Six mois après l'échec des manifestations du printemps, les leaders des «chemises rouges» thaïlandaises sont tous en prison. Alors ce mouvement rural et populaire s'est choisi une nouvelle présidente, fut-elle une intellectuelle non violente, en rupture avec la base.

Thida Thavornseth reconnaît d'ailleurs le paradoxe de sa promotion: professeur de microbiologie à la retraite, elle n'a jamais voulu de cette fonction.

Pire, elle ne témoigne d'aucune révérence à l'égard de Thaksin Shinawatra, ex-premier ministre, aujourd'hui en exil, accusé par le pouvoir d'avoir financé les manifestations.

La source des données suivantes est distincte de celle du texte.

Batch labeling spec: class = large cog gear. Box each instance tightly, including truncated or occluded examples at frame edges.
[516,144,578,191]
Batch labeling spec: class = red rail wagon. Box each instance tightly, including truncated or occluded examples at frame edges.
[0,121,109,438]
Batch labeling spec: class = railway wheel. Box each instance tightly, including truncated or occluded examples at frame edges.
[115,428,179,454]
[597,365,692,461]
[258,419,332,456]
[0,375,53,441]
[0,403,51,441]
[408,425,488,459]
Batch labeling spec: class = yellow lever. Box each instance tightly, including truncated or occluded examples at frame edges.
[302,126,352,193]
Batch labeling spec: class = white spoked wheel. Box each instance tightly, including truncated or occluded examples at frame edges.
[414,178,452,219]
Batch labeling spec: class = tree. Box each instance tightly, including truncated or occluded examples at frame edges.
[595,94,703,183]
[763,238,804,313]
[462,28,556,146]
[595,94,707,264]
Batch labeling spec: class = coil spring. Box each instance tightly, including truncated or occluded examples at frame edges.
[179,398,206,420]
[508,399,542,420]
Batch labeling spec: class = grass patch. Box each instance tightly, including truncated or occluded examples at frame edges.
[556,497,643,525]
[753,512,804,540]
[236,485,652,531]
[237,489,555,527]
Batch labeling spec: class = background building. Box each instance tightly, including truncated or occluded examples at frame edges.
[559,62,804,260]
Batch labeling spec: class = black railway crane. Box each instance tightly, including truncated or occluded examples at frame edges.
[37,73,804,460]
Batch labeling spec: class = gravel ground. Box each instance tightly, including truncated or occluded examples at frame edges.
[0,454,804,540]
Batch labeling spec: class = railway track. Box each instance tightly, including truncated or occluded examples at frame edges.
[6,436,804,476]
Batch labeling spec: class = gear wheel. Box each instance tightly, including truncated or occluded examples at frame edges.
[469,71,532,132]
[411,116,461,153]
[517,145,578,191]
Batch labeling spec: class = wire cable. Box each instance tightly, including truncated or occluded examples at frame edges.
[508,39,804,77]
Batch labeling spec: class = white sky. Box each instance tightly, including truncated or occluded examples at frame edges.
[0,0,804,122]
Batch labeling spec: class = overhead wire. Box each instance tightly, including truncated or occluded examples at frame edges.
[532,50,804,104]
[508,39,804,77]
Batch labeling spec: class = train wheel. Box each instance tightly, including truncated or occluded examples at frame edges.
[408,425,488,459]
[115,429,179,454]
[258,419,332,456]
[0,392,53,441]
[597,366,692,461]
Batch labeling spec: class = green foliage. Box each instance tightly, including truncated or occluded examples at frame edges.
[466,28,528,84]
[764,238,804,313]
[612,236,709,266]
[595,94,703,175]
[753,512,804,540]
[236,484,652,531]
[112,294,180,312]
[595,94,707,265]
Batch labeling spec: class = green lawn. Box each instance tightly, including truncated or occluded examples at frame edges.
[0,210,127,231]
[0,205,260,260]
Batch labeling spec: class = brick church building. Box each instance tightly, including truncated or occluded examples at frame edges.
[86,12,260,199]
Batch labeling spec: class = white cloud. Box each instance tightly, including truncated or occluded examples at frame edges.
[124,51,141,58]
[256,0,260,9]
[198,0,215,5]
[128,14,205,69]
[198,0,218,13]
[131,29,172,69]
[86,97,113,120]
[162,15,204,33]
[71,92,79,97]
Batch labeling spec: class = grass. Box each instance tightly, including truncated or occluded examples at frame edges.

«Je me fiche de Thaksin», dit-elle en riant de celui qui, quatre ans après avoir été renversé par un putsch, continue de diviser la Thaïlande.

Tout juste admet-elle que «peut-être la base pense différemment», même si le mouvement va selon elle bien au delà de la simple figure de l'ex-magnat des télécommunications.

Thida, 66 ans, est l'épouse de Weng Tojirakarn, un des principaux cadres «rouges», emprisonné comme les autres après l'assaut militaire sur le camp retranché des manifestants, en plein coeur de Bangkok, le 19 mai. Elle n'a aucune expérience publique.

Mais la débutante, récemment désignée par quelques cadres sans être adoubée par les militants, espère pouvoir imposer son discours posé, non violent, et veut tourner la page d'une crise ayant fait plus de 90 morts et 1.900 blessés.

«Nous continuerons à manifester mais nous devons faire plus attention à ne pas faire de dégâts. Nous devons utiliser le savoir, nos cerveaux», dit-elle alors que les «rouges» se sont souvent vus reprocher de manquer de vision.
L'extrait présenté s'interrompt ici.